There are four main research thrust areas in ARDOR Lab: computational reactor physics, multiphysics modeling and simulation capabilities, advanced reactor design and fuel cycle analysis, and machine learning for reactor operation and maintenance.

Computational Reactor Physics

Our innovation lies in the integration of high-fidelity codes that aim to reproduce the physics at its maximum and fast-running low-fidelity codes that are suitable for routine safety calculations. The simulation capabilities that we produce satisfy the current nuclear industry needs and performance requirements.

Selected Research Projects

Multiphysics Modeling and Simulation Capabilities

Our goal is to develop multiphysics predictive capabilities to capture the interactions between different physics phenomena at various scales in nuclear power plants (NPPs). The research focuses on establishing tight, flexible, and massively parallelized coupling mechanism oriented towards high-fidelity reactor physics and thermal-hydraulics codes.

Selected Research Projects

Advanced Reactor (AR) Design and Fuel Cycle Analysis

The economic and safety benefits offered by ARs cannot be fully realized until its performance is coupled with appropriate waste management and/or spent fuel reprocessing and recycling strategies. The reactor performance largely depends on their specific core and system design, which presents a large, non-linear variable space and thus infeasible to find optimal solution through brute-force or manual design methods.
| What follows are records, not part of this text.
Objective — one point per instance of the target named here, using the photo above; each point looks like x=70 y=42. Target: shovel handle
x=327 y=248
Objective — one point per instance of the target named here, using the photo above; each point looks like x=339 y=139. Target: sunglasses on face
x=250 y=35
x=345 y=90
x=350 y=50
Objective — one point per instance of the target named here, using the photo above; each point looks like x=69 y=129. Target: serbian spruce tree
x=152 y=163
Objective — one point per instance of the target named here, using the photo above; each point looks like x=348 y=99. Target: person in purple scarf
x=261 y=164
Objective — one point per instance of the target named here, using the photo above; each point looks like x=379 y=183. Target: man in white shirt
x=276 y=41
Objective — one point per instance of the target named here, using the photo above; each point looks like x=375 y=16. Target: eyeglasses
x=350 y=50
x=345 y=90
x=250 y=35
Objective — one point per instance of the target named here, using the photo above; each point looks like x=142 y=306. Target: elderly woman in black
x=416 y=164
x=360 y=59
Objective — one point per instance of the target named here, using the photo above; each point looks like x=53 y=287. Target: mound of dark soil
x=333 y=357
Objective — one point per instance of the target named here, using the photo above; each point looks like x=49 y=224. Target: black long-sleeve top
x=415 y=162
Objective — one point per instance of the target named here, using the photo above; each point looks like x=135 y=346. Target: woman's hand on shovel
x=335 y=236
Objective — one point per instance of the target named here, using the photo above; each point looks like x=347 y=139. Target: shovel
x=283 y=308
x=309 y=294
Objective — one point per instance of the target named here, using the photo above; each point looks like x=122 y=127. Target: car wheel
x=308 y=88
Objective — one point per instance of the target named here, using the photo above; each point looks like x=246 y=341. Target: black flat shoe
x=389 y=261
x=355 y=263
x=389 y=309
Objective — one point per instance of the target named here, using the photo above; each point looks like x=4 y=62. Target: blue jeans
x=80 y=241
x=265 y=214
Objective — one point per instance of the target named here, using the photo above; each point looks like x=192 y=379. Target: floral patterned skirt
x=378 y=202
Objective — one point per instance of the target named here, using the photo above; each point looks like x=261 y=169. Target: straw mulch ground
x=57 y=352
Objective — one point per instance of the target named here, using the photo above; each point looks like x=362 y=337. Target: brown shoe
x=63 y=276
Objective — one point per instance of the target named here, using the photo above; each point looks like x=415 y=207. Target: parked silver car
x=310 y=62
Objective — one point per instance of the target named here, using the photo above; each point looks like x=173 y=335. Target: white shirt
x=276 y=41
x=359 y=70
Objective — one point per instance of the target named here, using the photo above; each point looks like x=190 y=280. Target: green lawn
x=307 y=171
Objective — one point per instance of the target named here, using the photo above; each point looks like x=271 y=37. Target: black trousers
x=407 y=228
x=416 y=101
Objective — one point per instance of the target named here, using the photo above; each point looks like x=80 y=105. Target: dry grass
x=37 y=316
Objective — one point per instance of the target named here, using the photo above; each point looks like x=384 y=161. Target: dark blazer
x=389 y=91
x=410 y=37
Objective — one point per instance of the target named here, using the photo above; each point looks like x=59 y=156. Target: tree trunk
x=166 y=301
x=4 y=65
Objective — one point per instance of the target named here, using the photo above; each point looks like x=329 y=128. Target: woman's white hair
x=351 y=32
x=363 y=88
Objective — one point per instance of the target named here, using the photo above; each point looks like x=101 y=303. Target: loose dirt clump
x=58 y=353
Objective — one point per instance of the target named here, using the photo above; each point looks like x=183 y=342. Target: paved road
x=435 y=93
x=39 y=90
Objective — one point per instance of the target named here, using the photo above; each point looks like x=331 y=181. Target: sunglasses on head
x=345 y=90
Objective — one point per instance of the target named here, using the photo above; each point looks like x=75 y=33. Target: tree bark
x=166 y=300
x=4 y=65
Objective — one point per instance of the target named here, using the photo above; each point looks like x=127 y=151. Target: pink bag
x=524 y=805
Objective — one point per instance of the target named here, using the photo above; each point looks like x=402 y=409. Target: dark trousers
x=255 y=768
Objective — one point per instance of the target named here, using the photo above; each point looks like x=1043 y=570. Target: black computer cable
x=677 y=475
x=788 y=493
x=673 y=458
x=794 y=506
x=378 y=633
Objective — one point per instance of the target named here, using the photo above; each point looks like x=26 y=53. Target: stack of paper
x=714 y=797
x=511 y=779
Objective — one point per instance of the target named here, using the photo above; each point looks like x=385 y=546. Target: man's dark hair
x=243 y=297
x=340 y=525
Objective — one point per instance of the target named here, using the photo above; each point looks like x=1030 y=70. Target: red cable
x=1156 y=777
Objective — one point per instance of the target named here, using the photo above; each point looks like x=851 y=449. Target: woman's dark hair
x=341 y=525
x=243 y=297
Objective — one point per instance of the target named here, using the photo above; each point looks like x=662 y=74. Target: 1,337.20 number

We aim to produce “smart” designs of ARs by leveraging optimization theory, sensitivity and uncertainty (S/U) analysis, and multiphysics M&S capability.

Selected Research Projects

Artificial Intelligence (AI) and Machine Learning (ML) in Nuclear Engineering

We have been actively incorporating AI/ML to solve challenging real-world nuclear engineering problems. In a high-profile ARPA-E project, advanced data analytics are being applied to aggressively reduce the high cost associated with AR operation and maintenance (O&M) by continuously detecting and characterizing anomalies in O&M and planning for corrective actions based on the outcome of the prognostic procedure. At the heart of the predictive maintenance (PdM) framework lies the deep Bayesian Neural Network (BNN), which can learn from real-time equipment monitoring data and make predictions of the remaining useful life (RUL) and its uncertainty. High-fidelity neural network surrogate models were developed and tested to precisely control the distribution of the crud deposition in the LWR through coupling with optimization algorithms.